Dans son nouveau rapport « Sustainable Recovery Tracker », l’Agence internationale de l’énergie (AIE) a annoncé qu’en 2023, nous atteindrons le nouveau record historique des émissions de dioxyde de carbone dans l’atmosphère, qui continuera d’augmenter à l’avenir. Ceci malgré les proclamations du « tournant vert » annoncé pour l’après-pandémie.

Par 2023 les émissions de dioxyde de carbone mondial ils atteindront un nouveau, dramatique enregistrer, qui continuera de croître au cours des années suivantes. Ceci malgré le proclamations ronflantes émis par les dirigeants sur la volonté d’atteindre le soi-disant neutralité carbone (d’ici 2050 pour l’Union européenne) et sur l’intention de tourner la page par rapport à la période d’avant pandémie de COVID-19[feminine, en commençant un vrai « la Revolution verte » Moulé sur énergies renouvelables, ou la solaire, L’énergie éolienne, les géothermie, L’hydro-électrique, et ceux basés sur force des marées et de vagues de la mer. L’Agence internationale de l’énergie (AIE) a tiré la sonnette d’alarme sur le risque du nouveau record de CO2 publié dans un rapport détaillé intitulé «Sustainable Recovery Tracker» qui sera constamment mis à jour par des experts.

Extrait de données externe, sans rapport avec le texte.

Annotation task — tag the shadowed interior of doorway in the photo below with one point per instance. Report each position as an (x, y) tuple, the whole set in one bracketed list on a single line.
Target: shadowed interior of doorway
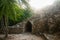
[(28, 27)]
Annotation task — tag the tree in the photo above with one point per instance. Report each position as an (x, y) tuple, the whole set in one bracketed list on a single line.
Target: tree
[(8, 9)]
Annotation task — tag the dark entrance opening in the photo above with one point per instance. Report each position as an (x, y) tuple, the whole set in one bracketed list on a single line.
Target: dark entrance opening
[(28, 27)]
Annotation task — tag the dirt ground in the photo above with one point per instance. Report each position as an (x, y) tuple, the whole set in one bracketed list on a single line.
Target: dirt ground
[(28, 36)]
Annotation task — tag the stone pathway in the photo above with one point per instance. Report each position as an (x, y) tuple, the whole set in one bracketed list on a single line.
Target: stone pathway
[(24, 36)]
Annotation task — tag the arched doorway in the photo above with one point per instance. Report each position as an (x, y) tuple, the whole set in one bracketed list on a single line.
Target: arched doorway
[(28, 27)]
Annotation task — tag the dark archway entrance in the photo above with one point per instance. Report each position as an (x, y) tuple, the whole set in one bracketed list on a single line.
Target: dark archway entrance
[(28, 27)]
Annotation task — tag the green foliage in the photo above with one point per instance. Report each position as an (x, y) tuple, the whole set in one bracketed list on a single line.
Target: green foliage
[(15, 13)]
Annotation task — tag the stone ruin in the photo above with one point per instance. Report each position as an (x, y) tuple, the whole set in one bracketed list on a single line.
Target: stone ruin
[(37, 25)]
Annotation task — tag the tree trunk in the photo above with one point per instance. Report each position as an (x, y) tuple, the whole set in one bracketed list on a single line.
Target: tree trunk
[(5, 22)]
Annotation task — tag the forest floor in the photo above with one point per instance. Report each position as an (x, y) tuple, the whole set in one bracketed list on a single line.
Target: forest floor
[(28, 36)]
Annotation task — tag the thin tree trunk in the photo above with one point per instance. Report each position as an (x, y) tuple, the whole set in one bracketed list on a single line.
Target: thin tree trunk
[(5, 19)]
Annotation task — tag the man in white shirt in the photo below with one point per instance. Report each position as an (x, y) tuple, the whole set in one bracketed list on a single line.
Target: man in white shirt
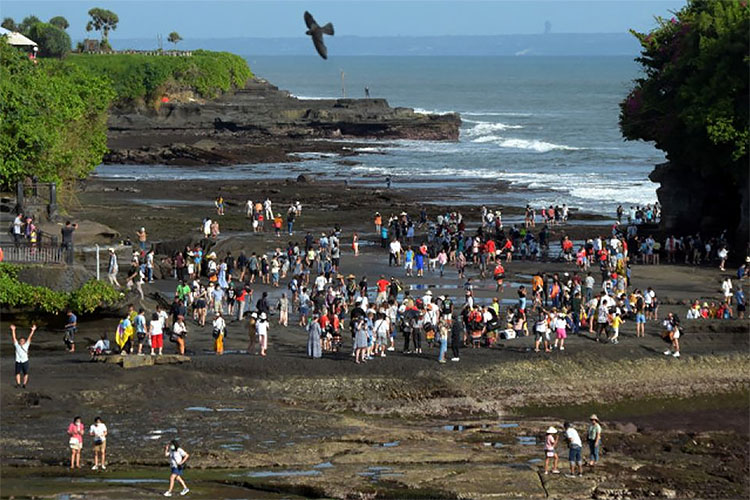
[(22, 356), (99, 431), (395, 253), (177, 458), (574, 450)]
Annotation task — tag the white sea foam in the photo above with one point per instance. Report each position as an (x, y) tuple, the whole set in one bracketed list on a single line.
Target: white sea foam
[(487, 128), (493, 113), (423, 111), (532, 144)]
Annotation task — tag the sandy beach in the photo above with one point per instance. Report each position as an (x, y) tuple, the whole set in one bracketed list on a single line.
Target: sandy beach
[(402, 426)]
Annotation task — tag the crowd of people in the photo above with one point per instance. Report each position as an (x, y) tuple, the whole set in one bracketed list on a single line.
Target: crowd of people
[(331, 305)]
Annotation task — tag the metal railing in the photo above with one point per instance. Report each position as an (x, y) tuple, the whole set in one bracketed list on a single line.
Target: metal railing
[(44, 254)]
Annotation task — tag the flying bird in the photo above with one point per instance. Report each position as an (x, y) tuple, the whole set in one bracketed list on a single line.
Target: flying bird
[(316, 32)]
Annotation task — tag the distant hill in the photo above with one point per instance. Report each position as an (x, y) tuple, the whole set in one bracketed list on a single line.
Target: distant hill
[(551, 44)]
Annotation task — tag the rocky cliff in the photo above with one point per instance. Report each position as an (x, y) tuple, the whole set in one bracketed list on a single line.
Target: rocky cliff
[(260, 123), (702, 201)]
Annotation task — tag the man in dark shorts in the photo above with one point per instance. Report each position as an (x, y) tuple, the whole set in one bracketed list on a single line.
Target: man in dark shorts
[(67, 240), (71, 327), (22, 355)]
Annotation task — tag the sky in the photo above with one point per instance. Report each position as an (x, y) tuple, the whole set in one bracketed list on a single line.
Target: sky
[(283, 18)]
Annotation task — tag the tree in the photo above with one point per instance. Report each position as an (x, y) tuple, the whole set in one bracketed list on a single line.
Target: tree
[(54, 119), (9, 24), (102, 20), (27, 23), (692, 102), (52, 41), (60, 22), (174, 37)]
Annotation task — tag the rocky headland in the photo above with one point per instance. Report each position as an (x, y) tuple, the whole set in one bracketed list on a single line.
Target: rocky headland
[(260, 123)]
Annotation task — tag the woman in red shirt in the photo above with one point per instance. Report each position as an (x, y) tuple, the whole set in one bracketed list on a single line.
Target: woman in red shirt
[(75, 431)]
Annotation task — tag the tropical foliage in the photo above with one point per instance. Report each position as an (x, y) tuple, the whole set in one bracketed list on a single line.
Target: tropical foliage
[(54, 118), (17, 294), (692, 101), (139, 77)]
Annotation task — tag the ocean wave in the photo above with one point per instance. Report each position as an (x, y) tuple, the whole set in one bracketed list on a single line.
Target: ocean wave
[(494, 113), (440, 172), (487, 128), (531, 144)]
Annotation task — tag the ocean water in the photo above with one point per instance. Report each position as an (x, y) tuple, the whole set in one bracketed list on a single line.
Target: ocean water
[(547, 125)]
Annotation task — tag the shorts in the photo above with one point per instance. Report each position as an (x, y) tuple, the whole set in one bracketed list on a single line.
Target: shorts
[(574, 455), (22, 368)]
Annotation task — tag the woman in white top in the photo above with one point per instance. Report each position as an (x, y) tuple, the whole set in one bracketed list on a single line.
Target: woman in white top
[(177, 458), (179, 331), (261, 328), (99, 431), (219, 328)]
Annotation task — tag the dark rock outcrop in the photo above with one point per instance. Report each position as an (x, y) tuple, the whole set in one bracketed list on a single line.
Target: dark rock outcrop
[(695, 201), (261, 123)]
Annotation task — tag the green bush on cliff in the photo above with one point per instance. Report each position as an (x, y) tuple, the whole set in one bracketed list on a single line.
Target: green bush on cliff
[(693, 99), (53, 122), (140, 77), (17, 294)]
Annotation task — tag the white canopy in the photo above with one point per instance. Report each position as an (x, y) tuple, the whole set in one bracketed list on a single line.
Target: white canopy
[(17, 38)]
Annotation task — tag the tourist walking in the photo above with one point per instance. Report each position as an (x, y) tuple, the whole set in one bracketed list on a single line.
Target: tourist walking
[(262, 328), (113, 268), (177, 458), (99, 432), (574, 450), (21, 347), (550, 452), (219, 329), (594, 436), (75, 441)]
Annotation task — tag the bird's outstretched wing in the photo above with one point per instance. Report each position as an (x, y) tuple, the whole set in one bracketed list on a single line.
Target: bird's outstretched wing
[(327, 29), (310, 21), (319, 45)]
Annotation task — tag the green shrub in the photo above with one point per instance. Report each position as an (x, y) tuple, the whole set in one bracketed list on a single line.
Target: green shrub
[(13, 293), (140, 77), (54, 117)]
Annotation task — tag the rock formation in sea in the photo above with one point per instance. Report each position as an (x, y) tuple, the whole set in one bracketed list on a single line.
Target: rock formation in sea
[(260, 123)]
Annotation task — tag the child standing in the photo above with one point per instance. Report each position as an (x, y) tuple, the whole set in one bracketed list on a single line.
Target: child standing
[(550, 443), (616, 322)]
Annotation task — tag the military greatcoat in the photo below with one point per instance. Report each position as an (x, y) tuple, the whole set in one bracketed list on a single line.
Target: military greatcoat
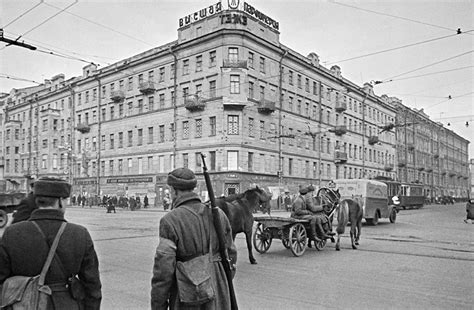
[(23, 251), (182, 239)]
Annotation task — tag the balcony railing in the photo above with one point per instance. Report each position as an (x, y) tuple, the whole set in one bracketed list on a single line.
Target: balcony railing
[(117, 95), (340, 157), (402, 163), (340, 130), (232, 63), (266, 106), (341, 106), (194, 103), (83, 128), (147, 87), (373, 140)]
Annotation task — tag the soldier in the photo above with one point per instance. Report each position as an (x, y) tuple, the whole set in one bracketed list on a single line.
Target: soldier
[(187, 232), (25, 246)]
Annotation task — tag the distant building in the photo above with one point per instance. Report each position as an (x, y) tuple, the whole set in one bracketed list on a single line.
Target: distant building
[(260, 112)]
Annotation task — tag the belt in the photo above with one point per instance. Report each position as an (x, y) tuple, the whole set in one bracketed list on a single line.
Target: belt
[(59, 287)]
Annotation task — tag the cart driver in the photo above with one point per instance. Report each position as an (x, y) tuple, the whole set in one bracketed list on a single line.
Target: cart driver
[(304, 208)]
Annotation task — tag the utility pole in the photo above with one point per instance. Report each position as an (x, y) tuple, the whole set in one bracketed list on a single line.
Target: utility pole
[(280, 100)]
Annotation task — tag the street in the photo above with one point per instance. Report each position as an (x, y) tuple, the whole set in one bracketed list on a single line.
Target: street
[(423, 261)]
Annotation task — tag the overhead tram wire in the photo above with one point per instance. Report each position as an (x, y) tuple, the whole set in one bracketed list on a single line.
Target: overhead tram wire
[(392, 49), (423, 67), (101, 25), (394, 16), (51, 17), (23, 14)]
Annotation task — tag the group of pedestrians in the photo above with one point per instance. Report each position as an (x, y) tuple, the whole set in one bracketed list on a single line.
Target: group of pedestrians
[(186, 233)]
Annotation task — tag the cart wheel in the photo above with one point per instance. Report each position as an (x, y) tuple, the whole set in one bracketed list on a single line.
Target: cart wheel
[(3, 218), (262, 239), (298, 239), (285, 239), (393, 215), (320, 244)]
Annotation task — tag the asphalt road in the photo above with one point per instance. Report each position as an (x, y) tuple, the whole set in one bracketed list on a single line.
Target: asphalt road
[(423, 261)]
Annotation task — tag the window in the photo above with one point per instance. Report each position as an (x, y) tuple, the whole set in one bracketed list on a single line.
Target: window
[(120, 143), (212, 89), (212, 125), (186, 67), (185, 129), (199, 63), (150, 135), (232, 124), (198, 131), (251, 127), (161, 77), (162, 101), (235, 84), (212, 59), (262, 130), (251, 89), (233, 54), (262, 65), (250, 60), (161, 133), (140, 136)]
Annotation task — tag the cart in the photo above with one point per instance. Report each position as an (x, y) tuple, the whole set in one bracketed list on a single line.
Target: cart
[(293, 233)]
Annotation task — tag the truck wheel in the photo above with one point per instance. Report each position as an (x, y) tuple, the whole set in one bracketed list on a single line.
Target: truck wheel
[(3, 218)]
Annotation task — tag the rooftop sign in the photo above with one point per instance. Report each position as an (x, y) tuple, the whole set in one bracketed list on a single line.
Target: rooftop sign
[(228, 5)]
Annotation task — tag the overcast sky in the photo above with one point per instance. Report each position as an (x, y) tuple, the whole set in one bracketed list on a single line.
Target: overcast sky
[(427, 61)]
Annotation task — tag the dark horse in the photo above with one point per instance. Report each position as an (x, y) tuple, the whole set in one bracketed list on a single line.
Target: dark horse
[(239, 210), (349, 210)]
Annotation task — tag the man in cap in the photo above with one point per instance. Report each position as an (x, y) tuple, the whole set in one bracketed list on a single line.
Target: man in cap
[(187, 232), (25, 207), (303, 208), (25, 246)]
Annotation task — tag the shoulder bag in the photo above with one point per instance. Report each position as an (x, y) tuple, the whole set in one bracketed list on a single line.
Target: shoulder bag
[(193, 276), (22, 292)]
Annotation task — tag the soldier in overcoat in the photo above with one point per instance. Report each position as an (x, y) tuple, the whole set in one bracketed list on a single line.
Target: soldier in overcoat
[(182, 238), (23, 249)]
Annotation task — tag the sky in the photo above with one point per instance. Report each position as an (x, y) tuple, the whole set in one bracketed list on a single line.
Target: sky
[(412, 46)]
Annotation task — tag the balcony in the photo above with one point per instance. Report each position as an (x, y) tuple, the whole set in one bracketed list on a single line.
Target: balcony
[(265, 106), (340, 130), (373, 140), (194, 104), (83, 128), (147, 87), (340, 106), (232, 63), (340, 157), (117, 95)]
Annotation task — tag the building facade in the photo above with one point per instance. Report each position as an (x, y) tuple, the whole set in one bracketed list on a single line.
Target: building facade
[(227, 88)]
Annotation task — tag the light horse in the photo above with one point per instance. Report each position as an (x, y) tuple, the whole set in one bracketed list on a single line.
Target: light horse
[(239, 209), (349, 210)]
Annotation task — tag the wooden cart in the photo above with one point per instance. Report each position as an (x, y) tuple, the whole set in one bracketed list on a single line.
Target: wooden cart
[(292, 232)]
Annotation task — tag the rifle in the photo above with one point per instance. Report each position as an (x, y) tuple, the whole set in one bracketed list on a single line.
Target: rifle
[(220, 235)]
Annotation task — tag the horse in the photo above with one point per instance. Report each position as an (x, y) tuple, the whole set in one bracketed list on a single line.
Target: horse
[(349, 210), (239, 210)]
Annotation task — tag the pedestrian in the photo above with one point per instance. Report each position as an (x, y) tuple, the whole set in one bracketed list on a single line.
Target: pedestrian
[(187, 232), (25, 207), (145, 202), (25, 246)]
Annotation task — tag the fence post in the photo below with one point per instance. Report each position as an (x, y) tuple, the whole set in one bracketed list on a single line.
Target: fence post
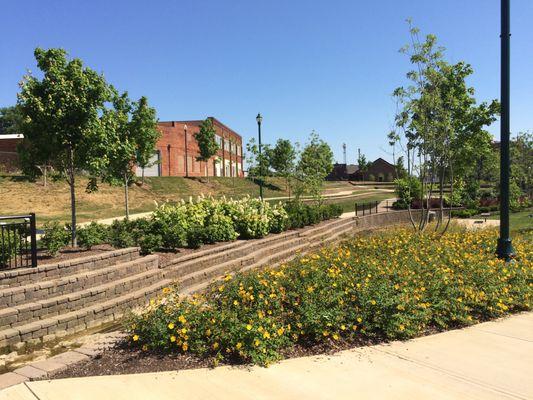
[(33, 228)]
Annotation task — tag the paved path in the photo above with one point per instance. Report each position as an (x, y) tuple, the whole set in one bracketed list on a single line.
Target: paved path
[(492, 360)]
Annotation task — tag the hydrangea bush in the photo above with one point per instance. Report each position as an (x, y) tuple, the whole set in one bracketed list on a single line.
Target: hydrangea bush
[(384, 286)]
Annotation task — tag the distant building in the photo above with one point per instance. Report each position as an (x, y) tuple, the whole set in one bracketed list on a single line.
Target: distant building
[(380, 171), (9, 160), (342, 172), (172, 158)]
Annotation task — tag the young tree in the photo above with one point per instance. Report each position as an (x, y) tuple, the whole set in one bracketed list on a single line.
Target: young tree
[(316, 162), (206, 142), (144, 125), (439, 120), (62, 113), (132, 138), (258, 166), (10, 120), (363, 164), (282, 159)]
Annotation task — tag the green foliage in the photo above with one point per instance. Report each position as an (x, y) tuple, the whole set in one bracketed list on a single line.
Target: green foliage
[(55, 237), (11, 120), (407, 189), (62, 125), (316, 162), (92, 235), (393, 285), (207, 144)]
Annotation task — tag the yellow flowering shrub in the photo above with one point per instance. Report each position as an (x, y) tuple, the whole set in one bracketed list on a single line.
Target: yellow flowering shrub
[(388, 285)]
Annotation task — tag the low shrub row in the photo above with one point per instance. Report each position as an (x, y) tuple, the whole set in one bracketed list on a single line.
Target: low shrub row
[(384, 286), (193, 223)]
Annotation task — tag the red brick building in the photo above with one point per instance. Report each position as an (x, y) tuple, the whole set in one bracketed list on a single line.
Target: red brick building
[(176, 151)]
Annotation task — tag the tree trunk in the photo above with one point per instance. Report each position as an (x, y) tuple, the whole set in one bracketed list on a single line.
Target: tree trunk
[(126, 197), (71, 182)]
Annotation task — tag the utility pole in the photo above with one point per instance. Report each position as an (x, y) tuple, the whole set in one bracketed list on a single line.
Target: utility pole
[(505, 247)]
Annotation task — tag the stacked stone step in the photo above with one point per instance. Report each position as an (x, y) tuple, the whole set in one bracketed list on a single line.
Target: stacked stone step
[(55, 300)]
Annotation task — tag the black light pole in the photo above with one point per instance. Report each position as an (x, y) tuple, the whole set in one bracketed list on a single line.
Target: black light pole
[(168, 149), (505, 247), (259, 119), (186, 153)]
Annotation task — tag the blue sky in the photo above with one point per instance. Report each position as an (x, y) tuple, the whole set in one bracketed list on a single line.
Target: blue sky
[(324, 65)]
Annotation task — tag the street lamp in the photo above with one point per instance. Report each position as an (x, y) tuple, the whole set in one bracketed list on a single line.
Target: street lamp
[(186, 154), (505, 247), (259, 119), (168, 150)]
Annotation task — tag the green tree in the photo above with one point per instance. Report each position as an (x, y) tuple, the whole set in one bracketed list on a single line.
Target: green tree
[(62, 114), (363, 164), (258, 166), (132, 138), (144, 125), (439, 120), (522, 161), (282, 159), (10, 120), (206, 140), (316, 162)]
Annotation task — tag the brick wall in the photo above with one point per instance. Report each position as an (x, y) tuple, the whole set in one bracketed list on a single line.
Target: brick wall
[(171, 147)]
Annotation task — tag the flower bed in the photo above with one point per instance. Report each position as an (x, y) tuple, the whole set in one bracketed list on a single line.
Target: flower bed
[(384, 286)]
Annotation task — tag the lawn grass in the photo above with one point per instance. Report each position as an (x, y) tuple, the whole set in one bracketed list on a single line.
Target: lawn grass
[(20, 196), (518, 220)]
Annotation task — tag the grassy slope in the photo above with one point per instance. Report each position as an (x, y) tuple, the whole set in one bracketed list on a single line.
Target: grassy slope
[(518, 220), (18, 196)]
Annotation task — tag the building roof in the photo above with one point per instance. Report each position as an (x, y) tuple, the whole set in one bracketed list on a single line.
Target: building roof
[(199, 121)]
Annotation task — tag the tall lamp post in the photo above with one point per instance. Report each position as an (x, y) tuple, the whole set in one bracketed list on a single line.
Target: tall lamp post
[(505, 247), (259, 119), (186, 153)]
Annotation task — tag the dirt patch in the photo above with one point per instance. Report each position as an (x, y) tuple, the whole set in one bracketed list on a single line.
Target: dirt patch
[(123, 359), (68, 253)]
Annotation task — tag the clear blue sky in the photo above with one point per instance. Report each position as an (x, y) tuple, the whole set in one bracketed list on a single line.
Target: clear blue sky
[(304, 64)]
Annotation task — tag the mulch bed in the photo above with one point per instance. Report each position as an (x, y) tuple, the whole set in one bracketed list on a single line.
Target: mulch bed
[(123, 359), (68, 253)]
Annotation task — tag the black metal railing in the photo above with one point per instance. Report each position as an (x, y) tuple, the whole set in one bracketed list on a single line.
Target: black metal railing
[(366, 208), (18, 242)]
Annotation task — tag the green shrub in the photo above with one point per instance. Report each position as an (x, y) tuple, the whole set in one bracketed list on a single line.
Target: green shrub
[(55, 237), (393, 285), (92, 235)]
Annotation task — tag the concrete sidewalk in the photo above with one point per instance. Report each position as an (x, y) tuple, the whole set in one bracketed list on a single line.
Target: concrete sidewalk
[(492, 360)]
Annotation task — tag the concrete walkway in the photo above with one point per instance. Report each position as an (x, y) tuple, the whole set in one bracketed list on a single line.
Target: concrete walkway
[(488, 361)]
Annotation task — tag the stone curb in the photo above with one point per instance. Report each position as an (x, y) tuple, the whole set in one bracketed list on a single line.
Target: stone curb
[(42, 369)]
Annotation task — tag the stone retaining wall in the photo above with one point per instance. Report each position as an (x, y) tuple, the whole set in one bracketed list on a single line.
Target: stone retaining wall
[(50, 271)]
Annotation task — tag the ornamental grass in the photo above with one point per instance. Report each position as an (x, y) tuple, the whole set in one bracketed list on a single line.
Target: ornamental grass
[(388, 285)]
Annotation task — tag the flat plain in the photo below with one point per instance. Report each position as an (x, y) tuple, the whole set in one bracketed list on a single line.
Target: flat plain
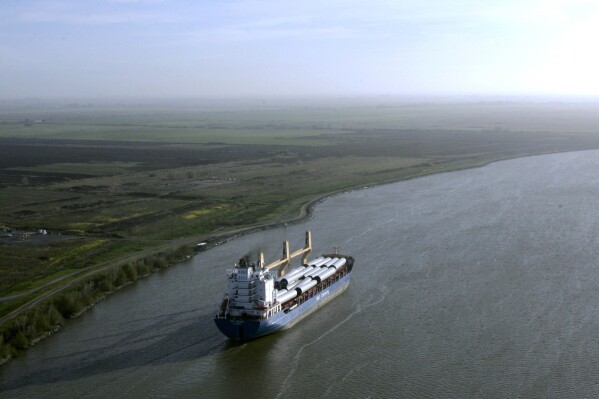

Mais qu’est-ce que l’AIE a calculé exactement ? Cela a certainement confirmé le vieil adage selon lequel entre le dire et le faire, il y a la mer. Dans ce cas la mer est là catastrophe climatique, vers laquelle nous nous dirigeons en faisant très peu ou rien pour l’éviter. Ceci est souligné par un données économiques explicatif. Pour relancer l’économie mondiale après la pandémie catastrophique que nous vivons, comme le précise l’AIE, les gouvernements du monde entier ont mis en place un somme d’argent sans précédent: sur la base des estimations du Fonds monétaire international (FMI), ils ont été bien répartis 16 000 milliards (milliers de milliards) de dollars, égal à 14 mille milliards d’euros. De cet immense « trésor » pour revitaliser des sociétés et des économies désastreuses, une part considérable aurait dû être utilisée pour encourager et initier virage vert annoncé à plusieurs reprises, mais les gouvernements ont alloué seulement 380 milliards de dollars promouvoir l’énergie propre dans leur pays. Cela signifie que ce n’est que 2 pour cent des fonds placés sur la plaque.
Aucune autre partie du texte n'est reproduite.